そんな、そんな存在がこの街にこの国に入り込んでいたなんて。
既に聖女は大勢を呪ってしまっている
それに相当な地位まで獲得してしまっている。

「こうなるまでに気付けないのでしょうか」
「僕も獣の動向には気をつけているんですがね。そもそも尻尾が掴みにくいうえに、僕の存在がどうもバレているらしく僕が調べ出したと悟られると手酷い妨害を受けて殺されかけるし、挙句逃げられてしまう。きっちり大勢の被害者を出してね。
だから迂闊に近づけないでいるんですよ」
「それで街ではなくここで話し合う事にされたのですわね」
「そう言う事です。僕は街には入れませんし、僕の動きを悟らせないようにする必要がありますが、今は聖女も迂闊に動けない立場でしょうからこちらとしては都合がいいです。
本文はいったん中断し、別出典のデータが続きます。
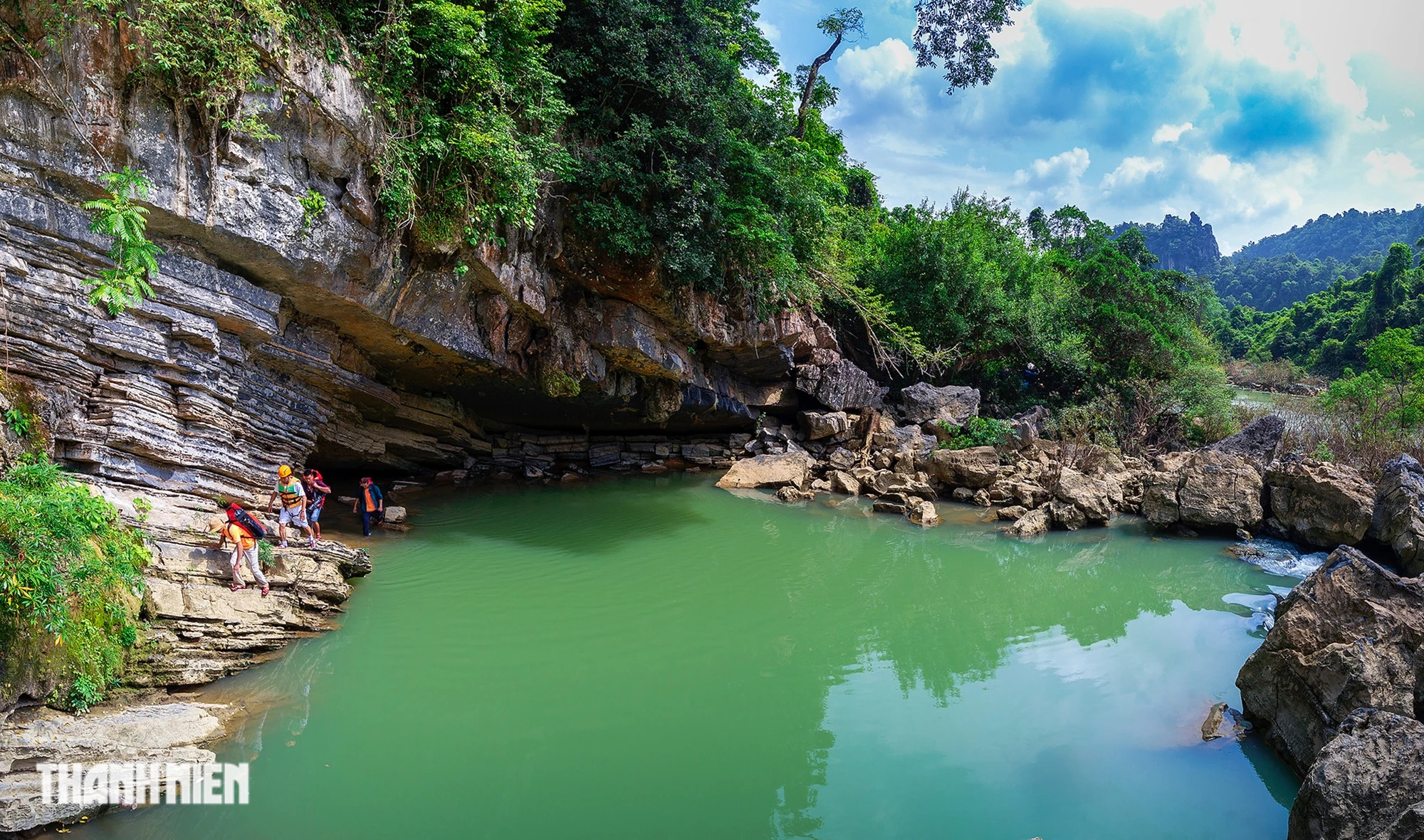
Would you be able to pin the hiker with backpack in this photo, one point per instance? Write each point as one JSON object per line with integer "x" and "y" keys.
{"x": 371, "y": 505}
{"x": 317, "y": 492}
{"x": 244, "y": 549}
{"x": 294, "y": 506}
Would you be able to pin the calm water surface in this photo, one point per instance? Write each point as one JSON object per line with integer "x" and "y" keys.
{"x": 666, "y": 660}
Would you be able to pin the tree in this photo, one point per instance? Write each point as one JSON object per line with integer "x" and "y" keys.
{"x": 815, "y": 92}
{"x": 1395, "y": 355}
{"x": 958, "y": 35}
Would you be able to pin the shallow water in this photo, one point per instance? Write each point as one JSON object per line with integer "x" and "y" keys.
{"x": 660, "y": 658}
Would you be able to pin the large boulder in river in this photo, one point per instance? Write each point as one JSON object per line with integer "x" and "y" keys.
{"x": 925, "y": 404}
{"x": 976, "y": 466}
{"x": 841, "y": 387}
{"x": 1087, "y": 495}
{"x": 1399, "y": 513}
{"x": 1346, "y": 639}
{"x": 1258, "y": 443}
{"x": 1321, "y": 503}
{"x": 1368, "y": 784}
{"x": 1032, "y": 525}
{"x": 770, "y": 472}
{"x": 1204, "y": 489}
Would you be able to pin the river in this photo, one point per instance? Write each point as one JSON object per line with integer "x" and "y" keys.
{"x": 657, "y": 658}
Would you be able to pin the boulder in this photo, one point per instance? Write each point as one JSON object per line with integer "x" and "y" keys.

スズナ様には聖女をこの街に確実に止めとくようにお願いします。その間僕は王都に戻り聖女が巡礼を行った各地の状況を探って聖女討伐に足る証拠をまとめます。
討伐時期は聖女がこの街を出て王都に移動するときにしましょう」
「討伐はできますの?」
「正直僕1人では厳しいと思いますが当てはあります。それもこの国ににいるはずなので討伐までには探しておきますよ」
「私の方でも1人対抗できそうなものが居ますがどうしましょうか」
「それは頼もしいです、連携できそうならやりましょう。詳細は僕の調査が終わった後で」
「わかりましたわ、よろしくお願いします」
「獣を放置すれば大変な被害になりますからここできっちり討伐できるよう頑張りましょう」

目的が聖女討伐に完全に定まった。
タイガのほうは順調かしら。
魔族と同じ存在と聞けば確実に手伝ってくれるでしょうね。
彼は強くなったと言っていた。
今度は確実にこの街を、この国を守ってくれる事を祈ろう。